Other authors have argued that exploratory research that generates tentative findings should be more clearly separated from confirmatory projects that evaluate them, as a way of improving both ends of the process9. Independence between exploratory and confirmatory work can allow greater freedom for scientists to explore hypotheses, while upholding rigour and preventing bias when they are put to the test. Moreover, each approach requires a different set of abilities and should be evaluated by distinct metrics.

Basic exploratory science would be helped if editorial policies reduced requests for new experiments and refrained from demanding evidence of clinical potential. Exploration can also benefit from forums that publish isolated findings of limited scope, as long as experiments and analyses are impartial. This can aid review, reduce bias and accelerate dissemination, while reducing incentives to dress up exploratory research as confirmatory work by cutting corners — or descriptions of unsuccessful experiments — to tell a coherent story.

Large-scale confirmatory science, by contrast, requires supportive infrastructure that is rarely available. There needs to be training, funding and rewards for researchers to focus on managing collaborations, participating in large experiments and synthesizing data — especially because this involves sacrificing academic freedom to some extent. If coordinated efforts to confirm published findings become routine, they can also stimulate the average scientist to be more rigorous in evaluating findings before publication, ultimately improving the quality of exploratory research.

All of this, however, requires reorganizing scientific labour, and one thing our initiative has taught us is that academic researchers are not used to being told what to do. Large-scale collaborations thus need to be centralized enough to guarantee rigour and adherence to guidelines, but should maintain some flexibility to accommodate each lab’s own work routines.

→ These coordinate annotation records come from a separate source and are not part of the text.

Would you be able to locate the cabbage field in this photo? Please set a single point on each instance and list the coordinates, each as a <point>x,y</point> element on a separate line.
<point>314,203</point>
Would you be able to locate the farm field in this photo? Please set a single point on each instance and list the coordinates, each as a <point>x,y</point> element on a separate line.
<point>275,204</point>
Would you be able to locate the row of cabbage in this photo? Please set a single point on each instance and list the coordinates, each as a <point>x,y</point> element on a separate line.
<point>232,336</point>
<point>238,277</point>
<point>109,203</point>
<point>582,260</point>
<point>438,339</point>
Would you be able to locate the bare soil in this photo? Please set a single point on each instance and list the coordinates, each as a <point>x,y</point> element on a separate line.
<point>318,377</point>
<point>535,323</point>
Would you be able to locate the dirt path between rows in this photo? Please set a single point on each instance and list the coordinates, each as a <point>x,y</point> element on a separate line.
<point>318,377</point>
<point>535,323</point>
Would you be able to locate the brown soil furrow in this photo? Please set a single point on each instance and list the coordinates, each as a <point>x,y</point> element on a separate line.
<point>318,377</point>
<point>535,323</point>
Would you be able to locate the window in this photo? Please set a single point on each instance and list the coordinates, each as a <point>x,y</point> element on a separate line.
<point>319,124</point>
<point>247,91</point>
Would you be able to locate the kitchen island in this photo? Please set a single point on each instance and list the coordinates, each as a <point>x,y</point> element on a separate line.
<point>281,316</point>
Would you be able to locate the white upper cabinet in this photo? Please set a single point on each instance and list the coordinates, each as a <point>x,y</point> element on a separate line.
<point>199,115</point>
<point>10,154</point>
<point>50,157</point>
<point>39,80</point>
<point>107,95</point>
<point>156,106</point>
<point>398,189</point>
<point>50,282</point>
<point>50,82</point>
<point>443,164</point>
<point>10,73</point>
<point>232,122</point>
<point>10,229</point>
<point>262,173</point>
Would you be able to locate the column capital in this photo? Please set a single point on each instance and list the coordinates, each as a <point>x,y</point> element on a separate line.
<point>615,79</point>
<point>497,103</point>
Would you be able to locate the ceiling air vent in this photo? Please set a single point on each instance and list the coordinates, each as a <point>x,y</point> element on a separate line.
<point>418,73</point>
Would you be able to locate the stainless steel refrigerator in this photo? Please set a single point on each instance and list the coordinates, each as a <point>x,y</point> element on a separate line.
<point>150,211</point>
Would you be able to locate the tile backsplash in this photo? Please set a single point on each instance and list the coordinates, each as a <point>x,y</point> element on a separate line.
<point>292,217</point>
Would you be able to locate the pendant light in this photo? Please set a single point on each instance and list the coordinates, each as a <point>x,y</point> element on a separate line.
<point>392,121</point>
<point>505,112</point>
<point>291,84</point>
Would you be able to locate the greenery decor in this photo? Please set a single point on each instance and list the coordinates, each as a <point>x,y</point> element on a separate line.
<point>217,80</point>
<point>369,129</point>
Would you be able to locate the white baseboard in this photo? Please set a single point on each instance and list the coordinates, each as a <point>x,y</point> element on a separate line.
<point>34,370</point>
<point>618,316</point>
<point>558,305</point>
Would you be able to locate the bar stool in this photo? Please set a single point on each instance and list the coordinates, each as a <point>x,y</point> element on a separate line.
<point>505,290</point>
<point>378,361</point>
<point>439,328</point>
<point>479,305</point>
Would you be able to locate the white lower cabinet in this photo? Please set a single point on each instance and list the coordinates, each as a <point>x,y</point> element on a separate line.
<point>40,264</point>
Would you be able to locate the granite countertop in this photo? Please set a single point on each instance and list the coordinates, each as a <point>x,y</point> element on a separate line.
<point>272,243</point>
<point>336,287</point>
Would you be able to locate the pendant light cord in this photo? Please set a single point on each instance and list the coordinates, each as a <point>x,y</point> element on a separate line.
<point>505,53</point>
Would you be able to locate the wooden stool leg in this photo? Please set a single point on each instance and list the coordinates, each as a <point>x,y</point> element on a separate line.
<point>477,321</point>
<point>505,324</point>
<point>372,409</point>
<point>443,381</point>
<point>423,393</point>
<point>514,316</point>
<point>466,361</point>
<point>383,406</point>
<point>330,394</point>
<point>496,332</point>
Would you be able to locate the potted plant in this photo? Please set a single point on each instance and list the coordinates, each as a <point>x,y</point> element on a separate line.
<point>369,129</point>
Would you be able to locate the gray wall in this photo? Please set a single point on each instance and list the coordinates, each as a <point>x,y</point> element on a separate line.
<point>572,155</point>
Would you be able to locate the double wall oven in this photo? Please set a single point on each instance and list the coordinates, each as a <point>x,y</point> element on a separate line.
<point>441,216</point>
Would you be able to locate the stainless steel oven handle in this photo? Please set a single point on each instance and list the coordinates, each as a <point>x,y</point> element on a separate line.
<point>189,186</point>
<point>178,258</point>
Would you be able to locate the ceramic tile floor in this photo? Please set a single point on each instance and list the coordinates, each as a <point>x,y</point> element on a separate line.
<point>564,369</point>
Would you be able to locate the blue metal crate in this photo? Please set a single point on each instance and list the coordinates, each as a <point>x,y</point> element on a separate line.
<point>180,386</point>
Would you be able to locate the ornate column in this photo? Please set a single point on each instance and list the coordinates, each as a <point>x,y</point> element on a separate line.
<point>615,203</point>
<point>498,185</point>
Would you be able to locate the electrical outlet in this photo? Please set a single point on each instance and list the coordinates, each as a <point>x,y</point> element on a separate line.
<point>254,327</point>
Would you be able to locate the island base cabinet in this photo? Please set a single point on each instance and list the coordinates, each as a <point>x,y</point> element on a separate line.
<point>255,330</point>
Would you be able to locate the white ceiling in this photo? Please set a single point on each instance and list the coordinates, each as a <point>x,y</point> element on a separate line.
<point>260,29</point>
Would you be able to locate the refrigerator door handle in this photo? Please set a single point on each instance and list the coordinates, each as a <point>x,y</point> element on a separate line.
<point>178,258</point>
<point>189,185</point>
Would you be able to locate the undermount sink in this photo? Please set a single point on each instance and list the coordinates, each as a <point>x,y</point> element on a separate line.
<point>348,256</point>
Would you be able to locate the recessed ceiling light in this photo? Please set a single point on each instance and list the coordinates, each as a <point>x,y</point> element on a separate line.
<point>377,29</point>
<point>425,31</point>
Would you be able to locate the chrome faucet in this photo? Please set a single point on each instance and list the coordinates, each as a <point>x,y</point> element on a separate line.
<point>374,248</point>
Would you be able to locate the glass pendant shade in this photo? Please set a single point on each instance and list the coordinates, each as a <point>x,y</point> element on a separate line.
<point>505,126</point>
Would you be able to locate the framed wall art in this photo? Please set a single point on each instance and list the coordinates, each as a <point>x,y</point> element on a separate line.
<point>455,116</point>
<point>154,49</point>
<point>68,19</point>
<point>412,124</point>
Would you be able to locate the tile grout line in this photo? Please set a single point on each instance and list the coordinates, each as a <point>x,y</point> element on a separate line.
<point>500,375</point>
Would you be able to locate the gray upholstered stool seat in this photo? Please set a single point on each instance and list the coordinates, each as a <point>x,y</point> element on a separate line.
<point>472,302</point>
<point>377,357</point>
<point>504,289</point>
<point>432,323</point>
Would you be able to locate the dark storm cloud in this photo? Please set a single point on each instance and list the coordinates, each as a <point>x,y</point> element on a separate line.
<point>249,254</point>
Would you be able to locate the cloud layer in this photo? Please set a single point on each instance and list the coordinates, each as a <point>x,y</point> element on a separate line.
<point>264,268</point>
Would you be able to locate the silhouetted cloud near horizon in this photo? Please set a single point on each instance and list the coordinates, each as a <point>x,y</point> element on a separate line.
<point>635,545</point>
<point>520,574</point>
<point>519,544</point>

Key to our strategy has been asking the right questions rather than being prescriptive. Requiring researchers to register how they will blind their study is more flexible than enforcing how they do it, but still serves to eliminate bias. Another key point has been to develop tools that enable best practices — from automatically randomizing sample distribution on plates to standardizing spreadsheets for data collection.

Despite all this, we worry that grassroots efforts such as ours might not be scalable. Not only has the initiative kept the coordinating team absorbed for the past three years, but it has also frequently collided with other priorities in our collaborating labs.

A better mechanism might be to build formal systems to manage collaborative projects, driven by institutions or funders. Such collaborations already exist in specific areas, as exemplified by efforts from the US National Institute on Aging10, the US Defense Advanced Research Projects Agency (DARPA)11 and the German Federal Ministry of Education and Research12. Still, there is room for them to become much more widespread, and perhaps as much a part of biomedical science as grant applications or peer review.

Changing our expectations

Although there is scope to make the average paper more rigorous, an overemphasis on individual papers and their reproducibility should not detract us from other means of arriving at sound conclusions. Instead of expecting that every paper will establish reliable phenomena, it might be more feasible to improve systematic confirmation of preliminary findings.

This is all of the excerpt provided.